LONDON (Thomson Reuters Foundation) - Holding global warming to a 2-degree Celsius temperature rise – the cornerstone of an expected new global climate agreement in December – will fail to prevent many of climate change's worst impacts, a group of scientists and other experts warned Friday.
With a 2-degree temperature hike, small islands in the Pacific may become uninhabitable, weather-related disasters will become more frequent, workers in many parts of the world will face sweltering conditions and large numbers of people will be displaced, particularly in coastal cities, the experts warned.
The 2-degree goal is "inadequate, posing serious threats for fundamental human rights, labor and migration and displacement" the experts said in a series of reports commissioned by the Climate Vulnerable Forum, a group of 20 countries chaired by the Philippines.
Some group members, particularly Pacific island states, have previously asked for a lower temperature target of 1.5 degrees Celsius.
"The reports underscore just how much difference even half a degree of additional heat makes for people's lives, for working conditions and for the movement of people," Mary Ann Lucille Sering, who heads the Philippines Climate Change Commission, said in a statement.
"How can we possibly subscribe to more than double current warming given what less than 1 degree Celsius has entailed?"
The Philippines has suffered from a series of devastating typhoons in the past few years, and "arguments not to strengthen our aims (on curbing climate change) start to wear thin," she said.
According to scientists, rising temperatures - which have so far jumped less than 1 degree Celsius since pre-industrial times - are already bringing an increase in the frequency and intensity of weather-related disasters around the world.
Those disasters, combined with sea level rise related to rising temperatures, threaten to put coastal cities at risk and lead to more displacement and migration "with devastating consequences," said Walter Kaelin of the international Nansen Initiative on disaster- and climate-induced displacement.
"The effects of climate change on human mobility are a global reality that keeps growing in complexity and proportion," Kaelin, who formerly represented the U.N. Secretary-General on the rights of the internally displaced, said in the report.
He suggested a review of the 2-degree climate goal is needed.

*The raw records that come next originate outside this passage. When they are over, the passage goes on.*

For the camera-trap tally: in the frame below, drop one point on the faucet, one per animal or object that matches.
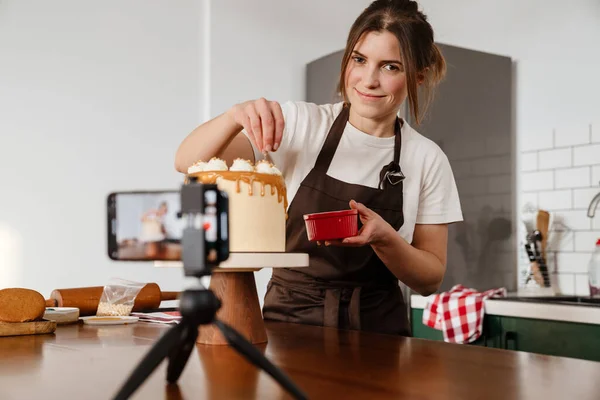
(593, 206)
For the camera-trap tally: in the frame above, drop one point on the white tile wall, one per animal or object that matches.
(555, 200)
(572, 178)
(572, 262)
(536, 181)
(596, 175)
(586, 155)
(572, 135)
(560, 172)
(583, 197)
(596, 133)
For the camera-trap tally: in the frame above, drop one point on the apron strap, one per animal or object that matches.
(331, 308)
(354, 309)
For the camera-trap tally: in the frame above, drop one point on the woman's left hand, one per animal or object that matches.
(375, 230)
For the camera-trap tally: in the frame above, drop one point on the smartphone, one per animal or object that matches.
(144, 225)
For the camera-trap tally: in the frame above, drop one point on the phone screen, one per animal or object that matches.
(145, 226)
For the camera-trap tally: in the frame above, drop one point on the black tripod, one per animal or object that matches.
(198, 307)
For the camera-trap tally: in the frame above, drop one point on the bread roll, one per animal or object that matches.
(21, 305)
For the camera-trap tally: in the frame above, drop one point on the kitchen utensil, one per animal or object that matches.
(62, 315)
(535, 267)
(542, 225)
(528, 215)
(534, 240)
(27, 328)
(87, 298)
(331, 225)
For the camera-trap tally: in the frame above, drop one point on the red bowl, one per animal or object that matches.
(331, 225)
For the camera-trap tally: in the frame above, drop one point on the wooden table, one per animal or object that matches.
(85, 362)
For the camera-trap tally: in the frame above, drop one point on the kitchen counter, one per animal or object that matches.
(82, 361)
(525, 307)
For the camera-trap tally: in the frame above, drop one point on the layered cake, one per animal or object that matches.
(257, 202)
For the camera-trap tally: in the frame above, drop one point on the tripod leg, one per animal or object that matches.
(179, 356)
(246, 349)
(153, 358)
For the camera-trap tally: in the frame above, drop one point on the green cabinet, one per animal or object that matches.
(565, 339)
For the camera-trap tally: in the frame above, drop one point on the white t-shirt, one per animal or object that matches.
(430, 193)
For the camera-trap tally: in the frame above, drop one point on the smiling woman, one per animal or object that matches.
(354, 154)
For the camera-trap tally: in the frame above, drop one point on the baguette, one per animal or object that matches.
(21, 305)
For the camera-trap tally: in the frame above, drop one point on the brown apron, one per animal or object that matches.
(343, 287)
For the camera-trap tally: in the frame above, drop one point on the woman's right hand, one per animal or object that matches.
(262, 120)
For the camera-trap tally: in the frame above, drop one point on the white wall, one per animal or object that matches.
(94, 97)
(555, 47)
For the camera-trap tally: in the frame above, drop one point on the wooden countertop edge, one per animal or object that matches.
(521, 309)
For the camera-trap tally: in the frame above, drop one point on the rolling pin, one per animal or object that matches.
(87, 298)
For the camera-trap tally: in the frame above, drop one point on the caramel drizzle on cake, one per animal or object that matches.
(275, 181)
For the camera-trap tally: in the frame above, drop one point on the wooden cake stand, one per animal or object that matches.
(233, 283)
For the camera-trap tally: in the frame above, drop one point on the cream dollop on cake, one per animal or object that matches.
(198, 166)
(240, 164)
(265, 167)
(257, 202)
(216, 164)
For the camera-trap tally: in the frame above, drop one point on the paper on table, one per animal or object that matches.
(166, 317)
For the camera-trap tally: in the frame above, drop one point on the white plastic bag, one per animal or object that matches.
(118, 297)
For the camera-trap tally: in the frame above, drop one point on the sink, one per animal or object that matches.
(570, 300)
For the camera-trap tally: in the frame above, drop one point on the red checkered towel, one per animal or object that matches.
(458, 313)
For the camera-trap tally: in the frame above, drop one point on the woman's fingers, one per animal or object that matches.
(279, 124)
(268, 123)
(255, 125)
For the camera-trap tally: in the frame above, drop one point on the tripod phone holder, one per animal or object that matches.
(205, 245)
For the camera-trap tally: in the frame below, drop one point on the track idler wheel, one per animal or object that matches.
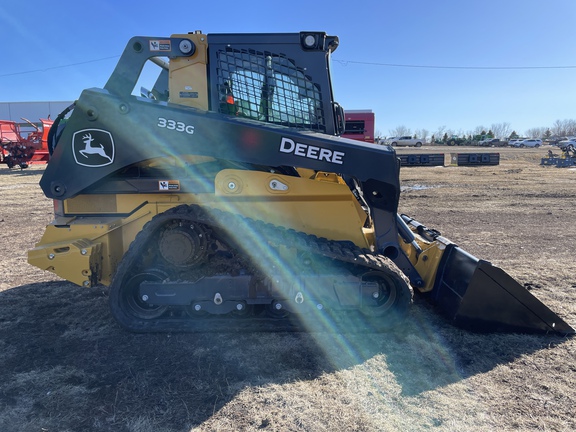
(126, 303)
(386, 297)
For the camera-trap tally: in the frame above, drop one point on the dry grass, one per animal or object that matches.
(66, 366)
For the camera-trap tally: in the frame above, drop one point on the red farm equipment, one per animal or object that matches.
(19, 151)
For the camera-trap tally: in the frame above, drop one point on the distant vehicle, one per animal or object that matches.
(514, 141)
(489, 142)
(528, 143)
(406, 141)
(566, 142)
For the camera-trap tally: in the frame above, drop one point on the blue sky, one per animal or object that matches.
(51, 52)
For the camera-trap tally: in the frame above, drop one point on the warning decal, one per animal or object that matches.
(160, 45)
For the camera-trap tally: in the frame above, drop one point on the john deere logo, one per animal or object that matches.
(93, 148)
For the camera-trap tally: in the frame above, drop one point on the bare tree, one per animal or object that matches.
(479, 130)
(500, 130)
(400, 131)
(565, 127)
(422, 134)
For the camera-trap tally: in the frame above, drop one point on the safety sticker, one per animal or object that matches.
(160, 45)
(169, 185)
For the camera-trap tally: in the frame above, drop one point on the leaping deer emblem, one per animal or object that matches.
(87, 139)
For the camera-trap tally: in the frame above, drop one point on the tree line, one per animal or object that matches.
(504, 131)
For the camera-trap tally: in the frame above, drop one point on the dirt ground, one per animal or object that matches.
(65, 365)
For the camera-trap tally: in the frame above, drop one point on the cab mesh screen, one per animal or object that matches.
(269, 88)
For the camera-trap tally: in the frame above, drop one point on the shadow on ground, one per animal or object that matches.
(66, 365)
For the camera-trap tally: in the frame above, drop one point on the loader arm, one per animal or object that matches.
(227, 190)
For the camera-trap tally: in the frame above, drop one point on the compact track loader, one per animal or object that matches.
(225, 199)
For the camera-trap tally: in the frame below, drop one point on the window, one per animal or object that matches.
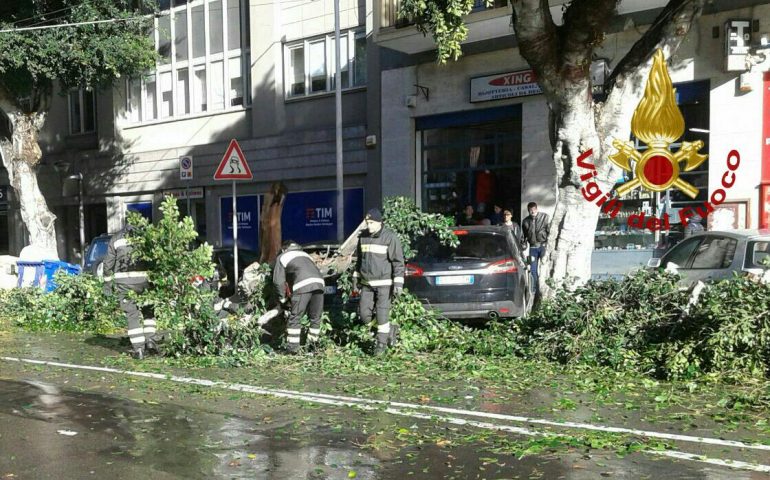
(203, 62)
(758, 254)
(310, 64)
(82, 111)
(714, 253)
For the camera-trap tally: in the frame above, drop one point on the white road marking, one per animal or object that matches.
(405, 409)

John Knox, the U.N. Special Rapporteur for Human Rights and the Environment who led the production of the report, also said a 2 degree Celsius or higher rise in global temperature presented too high a risk.
"Even moving from one to two degrees of warming negatively affects the full enjoyment of a wide range of human rights," he said, and will make it more complicated for countries to "respect, protect and promote human rights."
In December, negotiators from countries around the world will meet in Paris to agree a new global pact to curb additional climate change and deal with its impacts. Part of that agreement will include a decision on whether the current goal of holding global temperature rise to 2 degrees Celsius is adequate.
Measurements of existing climate-changing emissions, and emissions reductions pledges already in place by governments, suggest the world is currently on a path toward a 4-degree Celsius rise in temperature by 2100, scientists say.